The enzyme is only active as a homodimer, as each one corresponds to half of the eukaryotic two-lobe enzyme. The two parts each contribute one catalytic aspartyl residue.[1]
Retroviral aspartyl protease is synthesised as part of the pol polyprotein that contains an aspartyl protease, a reverse transcriptase, RNase H and integrase. pol polyprotein undergoes specific enzymatic cleavage to yield the mature proteins.

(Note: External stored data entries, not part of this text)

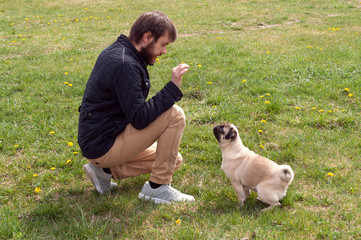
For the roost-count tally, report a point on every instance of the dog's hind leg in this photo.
(268, 196)
(238, 187)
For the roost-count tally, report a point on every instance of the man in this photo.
(119, 127)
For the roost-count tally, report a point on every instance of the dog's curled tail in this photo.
(286, 173)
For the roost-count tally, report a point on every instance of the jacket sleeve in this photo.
(129, 87)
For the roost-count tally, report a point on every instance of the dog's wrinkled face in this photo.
(225, 132)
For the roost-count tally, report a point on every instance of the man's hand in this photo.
(178, 72)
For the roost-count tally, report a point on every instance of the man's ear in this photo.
(147, 37)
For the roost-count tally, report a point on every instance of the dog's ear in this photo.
(232, 134)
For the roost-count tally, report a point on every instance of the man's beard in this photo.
(147, 53)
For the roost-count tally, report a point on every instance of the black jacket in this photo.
(115, 96)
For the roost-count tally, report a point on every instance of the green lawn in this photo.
(286, 72)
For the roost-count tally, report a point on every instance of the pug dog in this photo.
(249, 171)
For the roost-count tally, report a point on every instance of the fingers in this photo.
(178, 72)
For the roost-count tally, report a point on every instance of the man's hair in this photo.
(155, 22)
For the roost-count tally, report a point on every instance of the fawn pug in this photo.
(249, 171)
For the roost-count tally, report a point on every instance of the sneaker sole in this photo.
(141, 196)
(92, 177)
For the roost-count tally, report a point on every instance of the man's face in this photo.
(155, 49)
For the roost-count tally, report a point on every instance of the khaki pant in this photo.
(136, 152)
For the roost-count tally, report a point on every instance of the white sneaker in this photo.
(100, 179)
(165, 194)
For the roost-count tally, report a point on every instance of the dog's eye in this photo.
(221, 129)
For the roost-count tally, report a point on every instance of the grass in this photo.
(284, 67)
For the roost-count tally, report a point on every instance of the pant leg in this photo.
(133, 153)
(141, 164)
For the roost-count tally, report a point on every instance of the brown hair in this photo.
(155, 22)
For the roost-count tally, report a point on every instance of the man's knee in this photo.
(178, 114)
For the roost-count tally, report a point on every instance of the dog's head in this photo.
(225, 132)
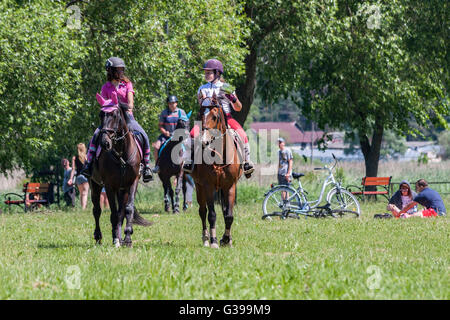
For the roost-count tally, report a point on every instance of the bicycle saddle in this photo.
(297, 175)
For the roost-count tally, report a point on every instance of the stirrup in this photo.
(188, 167)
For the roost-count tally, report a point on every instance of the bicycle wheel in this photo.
(343, 204)
(281, 201)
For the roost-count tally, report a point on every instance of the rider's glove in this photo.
(231, 97)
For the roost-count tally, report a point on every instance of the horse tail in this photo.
(140, 220)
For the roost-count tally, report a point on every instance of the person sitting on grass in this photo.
(427, 197)
(403, 197)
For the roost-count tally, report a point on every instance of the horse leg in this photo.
(201, 199)
(184, 189)
(166, 186)
(212, 218)
(175, 197)
(97, 210)
(227, 207)
(129, 212)
(114, 216)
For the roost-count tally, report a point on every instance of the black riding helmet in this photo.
(172, 98)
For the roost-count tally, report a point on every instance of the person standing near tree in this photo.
(427, 197)
(68, 189)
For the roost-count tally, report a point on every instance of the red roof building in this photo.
(289, 131)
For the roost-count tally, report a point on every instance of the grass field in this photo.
(51, 254)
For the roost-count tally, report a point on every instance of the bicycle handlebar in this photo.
(326, 168)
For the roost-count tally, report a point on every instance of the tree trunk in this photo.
(247, 90)
(371, 152)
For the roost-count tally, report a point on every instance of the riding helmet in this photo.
(114, 62)
(213, 64)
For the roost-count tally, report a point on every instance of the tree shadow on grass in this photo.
(64, 245)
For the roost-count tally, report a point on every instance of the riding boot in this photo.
(248, 167)
(188, 165)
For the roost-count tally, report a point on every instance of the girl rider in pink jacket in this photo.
(213, 75)
(119, 84)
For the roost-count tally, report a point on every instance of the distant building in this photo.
(300, 141)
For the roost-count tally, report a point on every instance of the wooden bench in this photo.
(383, 183)
(35, 195)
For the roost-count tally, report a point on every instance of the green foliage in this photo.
(52, 64)
(277, 260)
(361, 66)
(444, 142)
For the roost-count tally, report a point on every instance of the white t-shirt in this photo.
(208, 89)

Not all retroviral aspartyl proteases generated from pol are retropepsins in the strict sense. Spumapepsin from foamy virus is divergent enough to get its own family, MEROPS A9. Many other examples are found in clan AA.
^Pettit SC, Everitt LE, Choudhury S, Dunn BM, Kaplan AH (August 2004). "Initial cleavage of the human immunodeficiency virus type 1 GagPol precursor by its activated protease occurs by an intramolecular mechanism". Journal of Virology. 78 (16): 8477–85. doi:10.1128/JVI.78.16.8477-8485.2004. PMC479095. PMID 15280456.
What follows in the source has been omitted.